For a design that's normally 10.5" wide on an adult men's (e.g., L or XL) T-shirt, what size would you print it on a boy's size medium (10-12)?


----------



## sben763 (May 17, 2009)

10.5 fits on youth medium. I usually do 12" wide on adult and if doing youth I will adjust to 10.5-11" and print them all the same size.


----------



## Kiri Katz Tz (Dec 31, 2010)

sben763 said:


> 10.5 fits on youth medium. I usually do 12" wide on adult and if doing youth I will adjust to 10.5-11" and print them all the same size.
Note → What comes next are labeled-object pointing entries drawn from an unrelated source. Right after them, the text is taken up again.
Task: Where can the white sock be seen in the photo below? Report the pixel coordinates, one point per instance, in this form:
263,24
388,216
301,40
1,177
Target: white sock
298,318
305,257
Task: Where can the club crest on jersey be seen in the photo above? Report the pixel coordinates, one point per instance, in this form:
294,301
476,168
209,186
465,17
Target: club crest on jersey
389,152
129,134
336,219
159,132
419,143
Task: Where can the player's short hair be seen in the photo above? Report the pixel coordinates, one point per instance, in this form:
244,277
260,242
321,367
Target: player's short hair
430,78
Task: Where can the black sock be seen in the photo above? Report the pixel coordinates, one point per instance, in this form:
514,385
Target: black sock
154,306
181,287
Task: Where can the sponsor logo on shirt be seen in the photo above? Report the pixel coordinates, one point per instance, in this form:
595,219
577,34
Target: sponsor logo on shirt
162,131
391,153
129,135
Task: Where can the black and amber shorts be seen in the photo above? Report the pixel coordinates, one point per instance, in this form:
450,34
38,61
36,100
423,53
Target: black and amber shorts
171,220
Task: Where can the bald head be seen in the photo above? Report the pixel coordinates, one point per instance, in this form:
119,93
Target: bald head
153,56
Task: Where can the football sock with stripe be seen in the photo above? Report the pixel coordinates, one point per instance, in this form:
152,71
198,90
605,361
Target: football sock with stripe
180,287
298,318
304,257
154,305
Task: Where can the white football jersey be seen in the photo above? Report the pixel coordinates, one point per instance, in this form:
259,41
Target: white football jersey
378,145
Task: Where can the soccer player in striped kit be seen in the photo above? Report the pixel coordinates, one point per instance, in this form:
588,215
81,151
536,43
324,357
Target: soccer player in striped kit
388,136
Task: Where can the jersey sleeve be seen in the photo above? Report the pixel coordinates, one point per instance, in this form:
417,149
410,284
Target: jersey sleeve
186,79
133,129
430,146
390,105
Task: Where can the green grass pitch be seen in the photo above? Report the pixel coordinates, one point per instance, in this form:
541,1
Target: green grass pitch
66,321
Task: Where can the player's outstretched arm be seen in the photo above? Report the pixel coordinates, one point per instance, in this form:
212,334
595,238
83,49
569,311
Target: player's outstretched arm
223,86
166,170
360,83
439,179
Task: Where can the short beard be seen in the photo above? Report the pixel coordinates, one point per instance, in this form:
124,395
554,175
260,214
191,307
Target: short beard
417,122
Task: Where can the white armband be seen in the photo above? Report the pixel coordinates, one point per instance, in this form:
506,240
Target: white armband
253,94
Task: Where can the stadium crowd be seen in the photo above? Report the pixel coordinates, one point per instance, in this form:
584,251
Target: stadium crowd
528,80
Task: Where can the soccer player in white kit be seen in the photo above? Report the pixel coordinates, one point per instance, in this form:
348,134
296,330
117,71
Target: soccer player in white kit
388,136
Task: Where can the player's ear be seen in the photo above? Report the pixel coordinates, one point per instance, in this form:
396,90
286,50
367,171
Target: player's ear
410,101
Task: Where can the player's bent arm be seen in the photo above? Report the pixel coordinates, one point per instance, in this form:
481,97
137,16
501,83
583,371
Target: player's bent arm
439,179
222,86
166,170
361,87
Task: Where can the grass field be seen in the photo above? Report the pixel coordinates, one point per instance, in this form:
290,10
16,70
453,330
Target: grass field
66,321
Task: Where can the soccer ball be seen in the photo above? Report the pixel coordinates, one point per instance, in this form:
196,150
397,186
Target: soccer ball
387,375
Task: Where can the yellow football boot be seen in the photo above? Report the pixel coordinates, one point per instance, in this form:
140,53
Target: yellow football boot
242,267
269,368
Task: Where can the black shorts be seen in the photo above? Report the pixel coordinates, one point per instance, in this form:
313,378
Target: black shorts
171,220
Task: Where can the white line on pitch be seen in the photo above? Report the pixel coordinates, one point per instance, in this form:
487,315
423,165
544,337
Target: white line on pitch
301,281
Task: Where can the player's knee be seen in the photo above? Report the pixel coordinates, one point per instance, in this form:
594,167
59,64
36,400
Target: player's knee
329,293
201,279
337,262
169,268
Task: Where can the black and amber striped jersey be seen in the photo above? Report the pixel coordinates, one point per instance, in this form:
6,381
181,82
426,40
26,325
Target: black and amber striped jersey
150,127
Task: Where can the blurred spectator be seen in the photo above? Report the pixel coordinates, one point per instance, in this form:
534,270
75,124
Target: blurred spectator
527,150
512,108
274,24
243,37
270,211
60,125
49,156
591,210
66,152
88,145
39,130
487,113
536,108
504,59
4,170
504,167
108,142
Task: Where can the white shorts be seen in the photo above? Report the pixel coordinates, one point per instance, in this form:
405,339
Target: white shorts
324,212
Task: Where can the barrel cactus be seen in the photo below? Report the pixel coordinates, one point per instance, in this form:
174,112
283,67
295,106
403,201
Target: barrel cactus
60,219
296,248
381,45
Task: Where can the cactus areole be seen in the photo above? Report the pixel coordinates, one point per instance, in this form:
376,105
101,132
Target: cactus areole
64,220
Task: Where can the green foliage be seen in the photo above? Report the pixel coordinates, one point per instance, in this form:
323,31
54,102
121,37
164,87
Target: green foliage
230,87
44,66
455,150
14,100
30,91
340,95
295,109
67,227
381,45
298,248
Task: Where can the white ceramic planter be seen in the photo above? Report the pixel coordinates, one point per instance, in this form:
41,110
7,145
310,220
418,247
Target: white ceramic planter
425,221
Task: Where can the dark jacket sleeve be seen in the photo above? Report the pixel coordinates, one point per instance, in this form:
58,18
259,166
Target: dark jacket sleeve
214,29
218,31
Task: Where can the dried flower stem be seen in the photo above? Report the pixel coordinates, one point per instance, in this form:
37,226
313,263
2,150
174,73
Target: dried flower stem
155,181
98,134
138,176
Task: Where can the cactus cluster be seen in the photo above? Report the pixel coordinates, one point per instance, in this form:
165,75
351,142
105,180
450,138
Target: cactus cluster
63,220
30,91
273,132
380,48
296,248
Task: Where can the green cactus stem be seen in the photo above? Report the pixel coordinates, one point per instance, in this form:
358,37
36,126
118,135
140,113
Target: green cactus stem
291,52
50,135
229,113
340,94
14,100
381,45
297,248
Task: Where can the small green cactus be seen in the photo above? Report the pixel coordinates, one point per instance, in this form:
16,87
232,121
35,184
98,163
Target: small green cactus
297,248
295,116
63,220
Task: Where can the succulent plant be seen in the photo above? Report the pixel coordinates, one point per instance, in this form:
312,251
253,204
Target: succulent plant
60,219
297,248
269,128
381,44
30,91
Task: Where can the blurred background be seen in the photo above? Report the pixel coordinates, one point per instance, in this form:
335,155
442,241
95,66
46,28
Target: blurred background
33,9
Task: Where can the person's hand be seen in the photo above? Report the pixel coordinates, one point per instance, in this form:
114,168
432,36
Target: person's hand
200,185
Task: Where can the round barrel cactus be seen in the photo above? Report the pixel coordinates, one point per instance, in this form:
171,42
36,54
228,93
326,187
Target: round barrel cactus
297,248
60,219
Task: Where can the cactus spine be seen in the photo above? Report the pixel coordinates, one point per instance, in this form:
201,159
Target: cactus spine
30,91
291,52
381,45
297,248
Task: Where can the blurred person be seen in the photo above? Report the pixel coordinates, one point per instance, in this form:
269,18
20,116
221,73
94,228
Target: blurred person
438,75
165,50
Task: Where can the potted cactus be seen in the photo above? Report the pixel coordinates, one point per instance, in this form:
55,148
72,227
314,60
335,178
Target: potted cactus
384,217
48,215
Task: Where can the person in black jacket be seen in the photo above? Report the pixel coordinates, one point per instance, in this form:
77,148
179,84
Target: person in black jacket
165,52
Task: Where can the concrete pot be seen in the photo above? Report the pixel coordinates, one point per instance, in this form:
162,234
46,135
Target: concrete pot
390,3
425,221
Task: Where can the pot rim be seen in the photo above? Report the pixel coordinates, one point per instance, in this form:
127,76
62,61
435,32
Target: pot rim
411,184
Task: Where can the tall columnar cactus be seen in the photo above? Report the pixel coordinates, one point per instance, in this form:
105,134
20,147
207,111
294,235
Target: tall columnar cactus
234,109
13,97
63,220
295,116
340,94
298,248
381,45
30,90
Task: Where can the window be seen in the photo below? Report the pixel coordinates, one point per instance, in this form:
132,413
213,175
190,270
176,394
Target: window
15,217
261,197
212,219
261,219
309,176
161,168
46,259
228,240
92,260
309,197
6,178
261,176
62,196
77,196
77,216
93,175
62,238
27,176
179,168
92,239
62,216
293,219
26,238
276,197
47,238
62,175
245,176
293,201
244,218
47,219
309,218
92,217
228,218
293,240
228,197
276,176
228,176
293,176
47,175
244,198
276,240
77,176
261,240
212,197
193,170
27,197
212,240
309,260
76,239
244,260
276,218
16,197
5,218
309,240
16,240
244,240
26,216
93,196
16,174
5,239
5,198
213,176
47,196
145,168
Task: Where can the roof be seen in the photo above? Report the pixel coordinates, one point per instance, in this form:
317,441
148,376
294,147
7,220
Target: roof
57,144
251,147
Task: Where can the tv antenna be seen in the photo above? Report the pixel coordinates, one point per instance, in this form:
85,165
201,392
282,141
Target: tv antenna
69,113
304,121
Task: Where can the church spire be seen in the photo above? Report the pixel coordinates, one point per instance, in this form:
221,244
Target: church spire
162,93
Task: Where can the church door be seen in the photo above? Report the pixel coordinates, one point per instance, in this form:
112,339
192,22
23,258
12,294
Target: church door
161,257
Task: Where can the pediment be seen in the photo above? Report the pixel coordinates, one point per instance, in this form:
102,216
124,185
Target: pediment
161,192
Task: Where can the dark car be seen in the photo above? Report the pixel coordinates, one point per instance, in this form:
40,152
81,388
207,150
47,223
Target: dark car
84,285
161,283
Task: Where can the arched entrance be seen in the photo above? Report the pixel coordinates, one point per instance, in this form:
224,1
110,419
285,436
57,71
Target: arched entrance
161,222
I wonder will this work with printing on a youth small too?


----------



## sben763 (May 17, 2009)

Kiri Katz Tz said:


> I wonder will this work with printing on a youth small too?


 10.5 width does. That is about to maximum height I will use also as the youth smells just barely fit on my 15" platens without stretching them. I have used up to 11.5 width but if I know smalls are involved I will usually shrink the design a bit.


----------



## Kiri Katz Tz (Dec 31, 2010)

sben763 said:


> 10.5 width does. That is about to maximum height I will use also as the youth smells just barely fit on my 15" platens without stretching them. I have used up to 11.5 width but if I know smalls are involved I will usually shrink the design a bit.


Thank you for the info. That will help me with my new line of youth shirts.


----------